If so, a single dyno running 24/7 is $7 a month. If that's still too expensive, you could use a free dyno and setup an AWS Lambda which triggers it every ~15 minutes, which would effectively be free.

There's also a number of niche hosts, e.g. zeit[0] (FWIW, haven't used it before, not necessarily endorsing or recommending them) which offer free or cheap managed hosting.

If you're interested in a solution which is potentially a little more interesting and also effectively free for low traffic, you could run your PHP application within AWS Lambda[1].

Unfortunately I can't comment on legit shared hosts (e.g. Bluehost, Godaddy, etc.) because I generally try to avoid them.

Edit: You could also put it on AWS Lightsail, Linode, Digital Ocean, etc. but from your mention of Heroku and desire for shared hosting, I'm guessing you don't want to configure a VPS.

[0]: zeit.co

[1]: https://akrabat.com/serverless-php-on-aws-lamda/


> Unfortunately I can't comment on legit shared hosts (e.g. Bluehost, Godaddy, etc.) because I generally try to avoid them.

Yeah, that's actually what I wanted to hear about. Heroku's $7/month adds up to $84/year pre-tax. Way too steep for my project. I also don't want to go near AWS since that's overkill for my project.

I did see DreamHost mentioned somewhere on HN today for $2.50/month. I'll have to check that out.


Check out forge.laravel.com, it's a tool for spinning up droplets, you could connect it to digital ocean or vultr.

For a basic project you could go with a $5 Digital Ocean Droplet.

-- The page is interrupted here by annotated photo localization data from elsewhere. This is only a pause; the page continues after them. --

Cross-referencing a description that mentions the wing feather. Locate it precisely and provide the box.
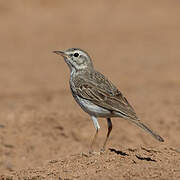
[73,70,138,120]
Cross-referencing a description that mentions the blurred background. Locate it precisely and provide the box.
[1,0,179,94]
[0,0,180,173]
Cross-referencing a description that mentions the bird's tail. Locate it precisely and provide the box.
[131,120,164,142]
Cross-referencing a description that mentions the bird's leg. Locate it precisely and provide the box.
[90,129,98,153]
[101,118,112,152]
[89,116,100,153]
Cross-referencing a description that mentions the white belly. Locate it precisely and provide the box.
[75,96,112,117]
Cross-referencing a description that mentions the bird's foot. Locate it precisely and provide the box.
[81,150,100,157]
[89,150,101,155]
[81,148,107,157]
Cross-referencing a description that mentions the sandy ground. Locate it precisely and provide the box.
[0,0,180,179]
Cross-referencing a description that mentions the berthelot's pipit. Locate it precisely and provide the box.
[53,48,164,152]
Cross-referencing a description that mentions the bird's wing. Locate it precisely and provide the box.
[73,71,138,120]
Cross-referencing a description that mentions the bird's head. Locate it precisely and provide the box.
[53,48,94,72]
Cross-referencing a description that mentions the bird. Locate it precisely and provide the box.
[53,48,164,152]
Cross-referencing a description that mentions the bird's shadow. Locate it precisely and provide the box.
[109,148,129,156]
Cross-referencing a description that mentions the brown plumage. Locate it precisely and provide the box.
[53,48,164,152]
[73,70,137,120]
[72,70,164,143]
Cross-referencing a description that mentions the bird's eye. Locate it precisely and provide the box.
[74,53,79,57]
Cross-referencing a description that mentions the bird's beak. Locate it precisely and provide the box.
[53,51,68,58]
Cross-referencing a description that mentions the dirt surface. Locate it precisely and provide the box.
[0,1,180,179]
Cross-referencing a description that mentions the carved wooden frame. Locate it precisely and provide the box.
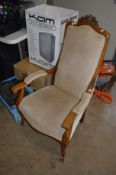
[11,15,110,160]
[59,15,110,159]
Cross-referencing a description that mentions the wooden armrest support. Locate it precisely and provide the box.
[46,66,57,75]
[62,111,77,130]
[73,93,92,114]
[11,82,27,94]
[87,74,98,94]
[11,81,27,106]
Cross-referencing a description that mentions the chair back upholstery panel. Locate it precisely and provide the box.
[54,25,105,99]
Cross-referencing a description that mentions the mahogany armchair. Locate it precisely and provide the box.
[12,16,110,159]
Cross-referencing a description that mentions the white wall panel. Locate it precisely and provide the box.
[53,0,116,59]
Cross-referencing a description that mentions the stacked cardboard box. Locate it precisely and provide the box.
[13,58,53,90]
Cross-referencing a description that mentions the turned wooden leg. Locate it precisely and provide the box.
[61,142,66,158]
[80,110,86,123]
[60,128,71,161]
[59,143,65,162]
[21,115,25,126]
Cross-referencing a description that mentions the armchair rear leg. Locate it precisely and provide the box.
[80,110,86,123]
[21,115,25,126]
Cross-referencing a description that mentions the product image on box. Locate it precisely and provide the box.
[39,32,55,64]
[26,4,79,69]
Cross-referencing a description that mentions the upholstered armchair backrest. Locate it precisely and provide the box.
[54,25,105,99]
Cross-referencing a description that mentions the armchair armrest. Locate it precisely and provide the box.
[11,70,47,94]
[11,70,48,106]
[24,70,48,85]
[62,111,77,130]
[73,92,92,114]
[62,92,92,130]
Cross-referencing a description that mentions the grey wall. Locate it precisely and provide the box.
[47,0,53,5]
[32,0,47,5]
[53,0,116,59]
[32,0,53,5]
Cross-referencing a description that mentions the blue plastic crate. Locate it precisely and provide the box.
[0,76,32,123]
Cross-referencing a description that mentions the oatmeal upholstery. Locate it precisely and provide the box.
[19,86,78,140]
[19,24,106,141]
[55,25,105,99]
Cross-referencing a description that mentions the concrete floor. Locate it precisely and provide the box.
[0,85,116,175]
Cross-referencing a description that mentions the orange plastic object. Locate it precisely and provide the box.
[94,89,112,104]
[99,62,115,75]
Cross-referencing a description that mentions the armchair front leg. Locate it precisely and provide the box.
[61,128,72,158]
[61,92,92,158]
[61,111,77,157]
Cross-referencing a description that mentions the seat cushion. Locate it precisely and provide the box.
[19,86,78,141]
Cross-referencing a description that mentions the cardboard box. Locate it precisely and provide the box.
[26,4,79,69]
[14,59,53,90]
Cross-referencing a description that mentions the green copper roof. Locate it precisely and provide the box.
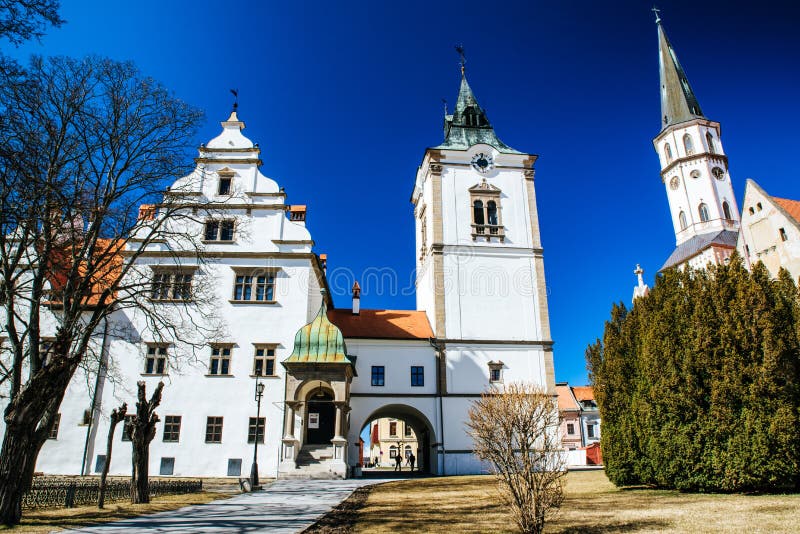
[284,298,351,364]
[433,74,523,154]
[658,21,705,130]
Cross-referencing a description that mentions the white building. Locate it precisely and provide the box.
[7,66,555,479]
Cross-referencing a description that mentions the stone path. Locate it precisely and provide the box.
[69,478,392,533]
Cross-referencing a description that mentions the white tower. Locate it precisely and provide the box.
[653,15,740,270]
[411,63,555,397]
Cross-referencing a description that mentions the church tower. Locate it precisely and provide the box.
[411,61,555,396]
[654,15,740,270]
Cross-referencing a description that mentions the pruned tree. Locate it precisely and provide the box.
[98,402,126,509]
[129,381,163,504]
[0,54,219,526]
[467,383,565,534]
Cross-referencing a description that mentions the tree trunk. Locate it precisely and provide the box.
[129,381,163,505]
[98,404,126,509]
[0,425,43,525]
[131,445,150,504]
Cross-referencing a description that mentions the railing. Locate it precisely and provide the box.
[22,478,203,509]
[472,224,505,242]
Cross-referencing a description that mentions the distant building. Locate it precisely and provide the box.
[571,386,600,447]
[555,383,582,451]
[367,418,419,467]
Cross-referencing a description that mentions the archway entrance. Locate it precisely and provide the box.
[358,404,437,476]
[306,390,336,444]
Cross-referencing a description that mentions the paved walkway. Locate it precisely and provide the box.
[70,478,392,533]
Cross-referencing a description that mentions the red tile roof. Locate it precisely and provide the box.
[327,309,433,340]
[774,197,800,225]
[571,386,595,402]
[556,384,579,411]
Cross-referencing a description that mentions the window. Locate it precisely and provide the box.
[121,415,134,441]
[470,181,504,241]
[205,417,223,443]
[683,133,694,155]
[722,201,732,221]
[664,143,673,163]
[698,203,710,222]
[490,368,501,382]
[567,423,575,435]
[405,424,412,438]
[253,346,277,376]
[389,421,397,437]
[706,132,715,154]
[227,458,242,477]
[487,201,498,226]
[780,228,788,242]
[159,457,175,476]
[151,270,193,301]
[410,366,424,387]
[39,338,56,367]
[371,366,385,387]
[80,409,92,426]
[204,220,235,242]
[233,270,276,302]
[679,211,688,231]
[489,361,503,383]
[389,446,398,458]
[419,213,427,259]
[144,345,168,375]
[247,417,265,444]
[587,424,596,438]
[94,455,106,473]
[473,200,484,225]
[217,176,232,195]
[405,446,412,459]
[163,416,181,442]
[757,202,763,212]
[209,345,232,376]
[749,207,755,215]
[745,245,750,256]
[48,413,61,440]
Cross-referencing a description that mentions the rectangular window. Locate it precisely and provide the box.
[410,366,424,387]
[80,409,92,426]
[209,346,232,376]
[227,458,242,477]
[389,421,397,437]
[780,228,788,242]
[218,177,232,195]
[163,415,182,442]
[48,413,61,440]
[253,346,276,376]
[233,271,276,302]
[247,417,266,444]
[95,454,106,473]
[151,271,193,301]
[205,416,223,443]
[371,366,385,387]
[490,368,501,382]
[587,424,595,438]
[144,345,168,375]
[567,423,575,435]
[204,220,235,242]
[121,415,134,442]
[159,457,175,476]
[404,424,412,438]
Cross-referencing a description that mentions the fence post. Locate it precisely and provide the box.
[65,483,76,508]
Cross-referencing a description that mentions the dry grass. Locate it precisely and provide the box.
[0,492,223,533]
[353,470,800,533]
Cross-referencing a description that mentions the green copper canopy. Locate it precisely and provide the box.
[658,21,705,130]
[284,297,351,364]
[433,74,523,154]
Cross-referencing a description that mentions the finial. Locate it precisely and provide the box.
[455,44,466,75]
[442,98,448,116]
[230,88,239,111]
[651,5,661,24]
[634,263,644,276]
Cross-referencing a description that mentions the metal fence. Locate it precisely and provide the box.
[22,478,203,509]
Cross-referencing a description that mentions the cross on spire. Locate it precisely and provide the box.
[230,88,239,111]
[652,5,661,24]
[455,44,466,75]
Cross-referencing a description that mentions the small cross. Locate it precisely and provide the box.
[455,44,466,75]
[230,88,239,111]
[652,5,661,24]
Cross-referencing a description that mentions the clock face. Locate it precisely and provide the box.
[669,176,680,190]
[712,167,725,180]
[471,152,494,174]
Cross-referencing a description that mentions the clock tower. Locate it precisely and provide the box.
[653,16,740,270]
[411,66,555,398]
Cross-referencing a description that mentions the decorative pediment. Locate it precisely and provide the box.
[216,167,235,177]
[468,179,501,195]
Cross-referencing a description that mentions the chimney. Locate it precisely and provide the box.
[352,281,361,315]
[138,204,156,221]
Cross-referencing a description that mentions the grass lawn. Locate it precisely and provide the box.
[351,470,800,533]
[0,492,223,533]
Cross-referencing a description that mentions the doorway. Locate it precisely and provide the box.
[306,391,335,444]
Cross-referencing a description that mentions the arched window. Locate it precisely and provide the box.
[487,200,498,225]
[749,207,755,215]
[389,445,398,458]
[404,445,412,459]
[679,211,688,230]
[683,133,694,155]
[757,202,763,212]
[473,200,484,225]
[664,143,673,163]
[698,203,710,222]
[722,201,732,220]
[706,132,715,154]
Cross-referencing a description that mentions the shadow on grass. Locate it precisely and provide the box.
[554,519,671,533]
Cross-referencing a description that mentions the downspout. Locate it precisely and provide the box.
[428,337,446,476]
[81,316,110,475]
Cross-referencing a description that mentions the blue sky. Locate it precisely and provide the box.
[10,0,800,386]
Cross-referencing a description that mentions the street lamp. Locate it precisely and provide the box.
[250,379,266,488]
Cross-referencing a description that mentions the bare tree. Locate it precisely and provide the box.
[0,55,217,525]
[129,381,162,504]
[0,0,63,46]
[98,402,126,509]
[467,383,566,534]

You can sign up for forge with a 14 day trial, create your droplet and then cancel forge if this is a one time thing. You would still have access to your droplet through ssh, sftp and connecting to the database. But it's nice to have forge for creating servers when you need them and deployments.

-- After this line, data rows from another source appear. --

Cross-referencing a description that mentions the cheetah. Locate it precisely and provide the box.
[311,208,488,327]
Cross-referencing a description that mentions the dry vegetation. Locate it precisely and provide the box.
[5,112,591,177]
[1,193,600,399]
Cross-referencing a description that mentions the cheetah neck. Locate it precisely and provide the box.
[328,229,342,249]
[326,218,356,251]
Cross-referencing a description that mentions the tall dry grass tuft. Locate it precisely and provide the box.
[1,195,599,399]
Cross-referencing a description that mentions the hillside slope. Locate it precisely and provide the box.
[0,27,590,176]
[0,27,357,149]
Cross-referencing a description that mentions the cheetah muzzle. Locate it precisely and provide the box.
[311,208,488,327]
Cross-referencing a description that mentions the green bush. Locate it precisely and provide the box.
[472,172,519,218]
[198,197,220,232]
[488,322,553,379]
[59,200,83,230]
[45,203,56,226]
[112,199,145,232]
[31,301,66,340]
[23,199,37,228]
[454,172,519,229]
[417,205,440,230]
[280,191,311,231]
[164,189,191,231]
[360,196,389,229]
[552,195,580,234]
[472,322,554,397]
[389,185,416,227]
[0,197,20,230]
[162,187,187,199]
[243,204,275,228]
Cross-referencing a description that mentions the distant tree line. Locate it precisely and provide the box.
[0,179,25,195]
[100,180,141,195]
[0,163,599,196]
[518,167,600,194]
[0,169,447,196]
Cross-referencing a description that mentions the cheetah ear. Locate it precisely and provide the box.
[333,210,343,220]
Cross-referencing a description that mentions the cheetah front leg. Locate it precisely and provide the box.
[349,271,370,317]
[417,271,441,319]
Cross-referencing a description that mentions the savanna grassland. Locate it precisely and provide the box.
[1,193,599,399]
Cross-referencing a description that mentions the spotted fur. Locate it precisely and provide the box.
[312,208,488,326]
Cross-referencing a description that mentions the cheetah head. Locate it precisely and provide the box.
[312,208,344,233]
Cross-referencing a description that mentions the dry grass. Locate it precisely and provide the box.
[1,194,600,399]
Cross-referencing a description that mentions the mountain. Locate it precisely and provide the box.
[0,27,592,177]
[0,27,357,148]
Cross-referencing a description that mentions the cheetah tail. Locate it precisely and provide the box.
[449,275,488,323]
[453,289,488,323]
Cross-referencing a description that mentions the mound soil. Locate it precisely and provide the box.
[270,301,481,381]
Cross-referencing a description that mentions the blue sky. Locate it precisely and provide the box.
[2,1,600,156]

Forge saves you the time of configuring your droplet, installing ubuntu, etc.

Performance and security on digital ocean is going to be better than a shared host.


I have been using hostmonster since 2003. It was a small company but I think its owned by bluehost now.

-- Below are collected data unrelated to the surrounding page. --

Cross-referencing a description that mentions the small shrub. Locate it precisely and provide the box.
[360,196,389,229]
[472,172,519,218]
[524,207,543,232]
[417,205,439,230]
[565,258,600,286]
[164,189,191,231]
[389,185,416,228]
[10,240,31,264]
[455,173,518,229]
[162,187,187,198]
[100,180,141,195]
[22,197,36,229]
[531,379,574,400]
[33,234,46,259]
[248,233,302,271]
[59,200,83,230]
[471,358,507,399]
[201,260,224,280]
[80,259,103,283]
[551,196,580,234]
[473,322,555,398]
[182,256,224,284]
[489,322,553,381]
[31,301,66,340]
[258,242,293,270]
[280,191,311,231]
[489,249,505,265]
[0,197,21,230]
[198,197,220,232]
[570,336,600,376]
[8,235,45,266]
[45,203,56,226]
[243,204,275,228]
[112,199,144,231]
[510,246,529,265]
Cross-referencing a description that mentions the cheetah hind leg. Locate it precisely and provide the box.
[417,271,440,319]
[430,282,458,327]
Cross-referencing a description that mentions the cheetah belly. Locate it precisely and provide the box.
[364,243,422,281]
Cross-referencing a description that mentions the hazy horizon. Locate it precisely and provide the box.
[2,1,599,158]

It comes with a cpanel and email. Its about $13 a month but they keep the server running 24/7

I also run a droplet on Digitalocean for a Go webapp, but I have to do a bit of devops on it now and then

Forge.laravel.com looks interesting, but I have not tried it.


I’ve got a few personal projects up and running on blue host. I can’t speak for the actual performance (little traffic) but so far phone support has been helpful and quick. Positive experience so far after a couple months.


Best is webfaction.com (trust me on this one). They got bought by godaddy. The old guys started opalstack.com so it should be the same.


What is your budget? Check out vultr.com VPS that starts at 3.5 USD per month. New Jersey based.


$3.50/month sounds good. I'll have to look them up.


How has your experience with Vultr been? I am considering moving some of my servers there from AWS


overall pretty good even though I honestly use more of DigitalOcean but have used vultr and also had good experience with their support.